Gillian Tett's "Fools Gold" is more narrowly focused on the world of credit derivatives, the alphabet soup of CDOs and SIVs that were at the heart of the crisis. The action is seen through the prism of the derivatives team at JPMorgan, which helped create the toxic products. While Ms Tett's explanation of the technicalities is first class, the fact that JPMorgan survived the crisis better than most robs the book of some drama. One longs instead to have a similar inside view from Bear Stearns, Lehman Brothers and Merrill Lynch, the investment banks laid low by their exposure to dodgy American housing loans.
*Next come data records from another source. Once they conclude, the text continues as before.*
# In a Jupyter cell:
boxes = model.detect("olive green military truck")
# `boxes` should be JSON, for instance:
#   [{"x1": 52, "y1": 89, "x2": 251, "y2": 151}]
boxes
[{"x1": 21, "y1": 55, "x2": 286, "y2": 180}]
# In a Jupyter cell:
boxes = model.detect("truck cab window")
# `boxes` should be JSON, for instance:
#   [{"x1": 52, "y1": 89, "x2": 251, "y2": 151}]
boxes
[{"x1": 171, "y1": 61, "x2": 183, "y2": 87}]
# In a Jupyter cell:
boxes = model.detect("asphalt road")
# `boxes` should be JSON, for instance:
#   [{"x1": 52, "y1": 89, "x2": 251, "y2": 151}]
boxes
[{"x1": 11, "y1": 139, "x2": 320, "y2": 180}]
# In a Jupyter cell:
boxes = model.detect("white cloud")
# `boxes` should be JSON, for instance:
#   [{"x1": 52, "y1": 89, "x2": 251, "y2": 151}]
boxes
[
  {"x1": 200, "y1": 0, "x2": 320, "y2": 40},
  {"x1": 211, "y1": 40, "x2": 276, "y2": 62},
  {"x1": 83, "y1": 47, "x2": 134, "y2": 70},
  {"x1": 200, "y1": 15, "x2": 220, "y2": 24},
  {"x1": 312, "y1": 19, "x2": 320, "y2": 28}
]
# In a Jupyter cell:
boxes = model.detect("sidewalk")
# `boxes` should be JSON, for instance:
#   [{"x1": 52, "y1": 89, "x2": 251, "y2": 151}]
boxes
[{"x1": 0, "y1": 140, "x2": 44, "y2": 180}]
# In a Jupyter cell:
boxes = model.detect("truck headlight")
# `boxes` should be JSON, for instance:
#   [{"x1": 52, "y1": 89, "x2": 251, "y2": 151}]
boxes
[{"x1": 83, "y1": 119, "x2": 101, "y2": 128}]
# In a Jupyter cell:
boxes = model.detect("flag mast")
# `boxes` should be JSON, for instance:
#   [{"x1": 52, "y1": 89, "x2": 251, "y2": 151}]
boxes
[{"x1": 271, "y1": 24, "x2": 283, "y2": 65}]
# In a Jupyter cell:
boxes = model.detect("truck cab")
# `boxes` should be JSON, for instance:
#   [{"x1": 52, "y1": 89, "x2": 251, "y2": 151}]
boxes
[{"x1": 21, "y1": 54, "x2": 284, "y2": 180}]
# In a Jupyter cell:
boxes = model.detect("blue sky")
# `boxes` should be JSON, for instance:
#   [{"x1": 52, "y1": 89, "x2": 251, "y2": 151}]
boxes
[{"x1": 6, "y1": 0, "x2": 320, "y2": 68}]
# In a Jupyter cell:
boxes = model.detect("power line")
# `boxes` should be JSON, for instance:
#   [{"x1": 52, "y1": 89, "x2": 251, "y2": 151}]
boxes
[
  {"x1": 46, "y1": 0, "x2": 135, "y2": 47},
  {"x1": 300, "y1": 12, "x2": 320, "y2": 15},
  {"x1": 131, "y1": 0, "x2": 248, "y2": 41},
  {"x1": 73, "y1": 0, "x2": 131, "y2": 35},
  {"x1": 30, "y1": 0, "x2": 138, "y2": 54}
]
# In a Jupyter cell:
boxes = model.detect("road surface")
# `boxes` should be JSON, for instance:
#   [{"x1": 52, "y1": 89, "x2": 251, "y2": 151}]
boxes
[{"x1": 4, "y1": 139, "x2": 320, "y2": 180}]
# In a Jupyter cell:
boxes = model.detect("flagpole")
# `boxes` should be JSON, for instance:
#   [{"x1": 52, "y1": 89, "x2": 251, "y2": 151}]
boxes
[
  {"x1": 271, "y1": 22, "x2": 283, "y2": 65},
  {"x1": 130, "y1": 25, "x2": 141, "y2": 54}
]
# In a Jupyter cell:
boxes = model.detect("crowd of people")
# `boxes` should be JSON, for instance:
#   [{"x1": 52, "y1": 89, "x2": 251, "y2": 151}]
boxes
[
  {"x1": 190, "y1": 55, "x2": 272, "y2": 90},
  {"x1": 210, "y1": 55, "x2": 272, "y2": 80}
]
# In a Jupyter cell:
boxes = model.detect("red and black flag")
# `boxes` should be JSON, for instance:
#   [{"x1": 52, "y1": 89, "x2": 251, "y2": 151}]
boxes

The alternative to the structure adopted by Mr Augar and Ms Tett is to take a thematic approach. Pablo Triana's "Lecturing Birds on Flying" laments the way that mathematicians and financial economists have appeared to take over the markets. Economics is not a science like physics because humans are forever adapting their behaviour in the light of others' actions. The models devised by the maths gurus were not just unlikely to work, he argues, they also gave bankers a false sense of security, leading them to take more risks.
Mr Triana compares one widely used system, the value at risk (VAR) measure, to a passenger airbag that works 95 per cent of the time; unfortunately the other 5 per cent includes the time when the driver has an accident. Rather than rely on models which can never capture the complexity of human interaction, banks and investors should instead trust the judgment of experienced traders and managers.